Garry adalah pensiunan insinyur yang gemar mendaki gunung, saat ini ia memikirkan cara untuk menyelamatkan Everest dari bom waktu yang siap meledak kapan saja.
“Everest adalah mimpi basah bagi setiap pendaki gunung di seluruh dunia. Tempat ini masih menawarkan panorama yang mengagumkan, alam yang angkuh beserta dengan segala kekacauan yang membuat kita bersyukur,” ujar Porter, seperti yang dikutip dari washington post, Kamis (9/8/2018).
“Namun sebagai timbal baliknya, kita juga harus membuat Everest tetap menawan. Sebagai pendaki, saya tidak bisa begitu saja berkemas dan meninggalkan kotoran tanpa memberikan solusi.”

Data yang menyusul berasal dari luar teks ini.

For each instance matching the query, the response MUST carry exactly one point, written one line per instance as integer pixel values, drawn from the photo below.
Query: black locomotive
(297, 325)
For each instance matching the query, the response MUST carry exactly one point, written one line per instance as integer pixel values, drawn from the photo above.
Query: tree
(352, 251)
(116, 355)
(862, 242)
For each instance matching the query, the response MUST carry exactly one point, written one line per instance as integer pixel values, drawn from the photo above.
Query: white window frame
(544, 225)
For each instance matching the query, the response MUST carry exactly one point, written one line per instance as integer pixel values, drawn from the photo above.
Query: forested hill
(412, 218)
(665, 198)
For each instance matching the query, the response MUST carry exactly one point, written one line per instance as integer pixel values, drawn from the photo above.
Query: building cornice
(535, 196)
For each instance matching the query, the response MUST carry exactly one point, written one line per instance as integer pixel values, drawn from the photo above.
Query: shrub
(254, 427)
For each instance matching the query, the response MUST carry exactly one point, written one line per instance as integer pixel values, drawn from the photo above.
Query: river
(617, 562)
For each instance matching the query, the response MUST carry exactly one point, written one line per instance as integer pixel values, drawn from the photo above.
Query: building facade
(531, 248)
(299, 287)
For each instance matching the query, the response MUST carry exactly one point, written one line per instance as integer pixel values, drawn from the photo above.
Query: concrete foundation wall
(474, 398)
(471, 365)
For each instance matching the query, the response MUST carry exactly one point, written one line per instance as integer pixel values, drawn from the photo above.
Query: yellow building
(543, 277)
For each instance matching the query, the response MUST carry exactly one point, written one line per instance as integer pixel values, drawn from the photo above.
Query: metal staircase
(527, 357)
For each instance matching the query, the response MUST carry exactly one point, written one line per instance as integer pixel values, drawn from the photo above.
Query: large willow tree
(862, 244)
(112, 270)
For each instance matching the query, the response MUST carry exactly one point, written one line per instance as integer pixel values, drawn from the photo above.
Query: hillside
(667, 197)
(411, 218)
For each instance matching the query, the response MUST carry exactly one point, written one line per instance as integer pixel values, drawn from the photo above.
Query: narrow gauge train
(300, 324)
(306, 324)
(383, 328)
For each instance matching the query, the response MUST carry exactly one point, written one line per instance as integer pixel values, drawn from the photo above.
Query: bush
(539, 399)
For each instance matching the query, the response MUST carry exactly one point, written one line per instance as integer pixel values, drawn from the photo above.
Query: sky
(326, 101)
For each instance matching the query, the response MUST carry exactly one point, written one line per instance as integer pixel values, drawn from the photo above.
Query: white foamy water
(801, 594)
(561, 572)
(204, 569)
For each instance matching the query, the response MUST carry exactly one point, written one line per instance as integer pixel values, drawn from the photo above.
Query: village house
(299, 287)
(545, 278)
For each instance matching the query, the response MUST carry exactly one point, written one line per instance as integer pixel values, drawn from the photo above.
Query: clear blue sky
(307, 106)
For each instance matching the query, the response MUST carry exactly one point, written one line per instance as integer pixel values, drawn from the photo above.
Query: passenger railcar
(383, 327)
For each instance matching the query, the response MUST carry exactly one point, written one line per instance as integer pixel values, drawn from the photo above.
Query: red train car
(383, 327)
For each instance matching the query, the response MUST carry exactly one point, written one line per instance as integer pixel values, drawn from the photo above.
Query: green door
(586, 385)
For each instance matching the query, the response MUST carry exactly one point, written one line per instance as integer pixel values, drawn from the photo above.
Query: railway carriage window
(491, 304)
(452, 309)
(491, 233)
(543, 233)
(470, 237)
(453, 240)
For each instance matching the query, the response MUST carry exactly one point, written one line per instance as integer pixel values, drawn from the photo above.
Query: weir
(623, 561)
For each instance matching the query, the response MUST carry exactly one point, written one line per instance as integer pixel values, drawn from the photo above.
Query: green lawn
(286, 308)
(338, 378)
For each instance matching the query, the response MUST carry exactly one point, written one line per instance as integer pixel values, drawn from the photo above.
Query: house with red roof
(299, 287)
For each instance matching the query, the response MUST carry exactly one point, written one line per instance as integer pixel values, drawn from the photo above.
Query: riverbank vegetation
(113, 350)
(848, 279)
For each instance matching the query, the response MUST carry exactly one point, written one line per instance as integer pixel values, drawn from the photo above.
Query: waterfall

Porter memberi solusi untuk menjinakkan bom waktu ini dengan biogas, yang bisa mencerna kotoran-kotoran itu kemudian mengubahnya menjadi sesuatu yang lebih bermanfaat. Limbah itu bisa disulap menjadi pupuk, atau gas yang bisa digunakan untuk memasak hingga penerangan bagi warga dan pendaki.
Bagi sebagian negara, khususnya negara yang sudah maju, limbah memang telah diolah menjadi sesuatu yang bermanfaat sehingga tidak memberi dampak negatif bagi lingkungan dalam jumlah besar.
Namun ada beberapa permasalahan yang akan dijumpai di Everest, seperti mahalnya ongkos kirim peralatan dan tidak optimalnya kinerja bakteri pengurai karena suhu dingin yang terlalu ekstrim.
Solusi untuk mengatasi persoalan kinerja bakteri pengurai adalah membangun pemanas berukuran besar yang dioperasikan lewat tenaga dari panel tenaga surya. Pemanas ini akan menjaga suhu agar stabil ada angka 68 derajat celsius, sebelum dipanaskan.
Sedangkan untuk membereskan masalah terkait ongkos kirim, Porter sudah melibatkan beberapa pihak dalam sebuah grup bernama Everest Biogas Project. Tim ini nantinya akan melibatkan donatur-donatur, dan juga pemerintah Nepal utuk mendukung terlaksananya proyek ini.
Menurutya proyek ini membutuhkan biaya sekitar US$500 ribu (sekitar Rp7,2 miliar) “Saya rasa, kita harus berbuat sesuatu untuk Everest. Ini (Everest) bukanlah gunung milik saya atau Anda, kita hanya pernah berada di sana. Saya merasa harus meninggalkannya dalam keadaan bersih, sebagaimana saat saya menemukannya,” katanya. (NDI)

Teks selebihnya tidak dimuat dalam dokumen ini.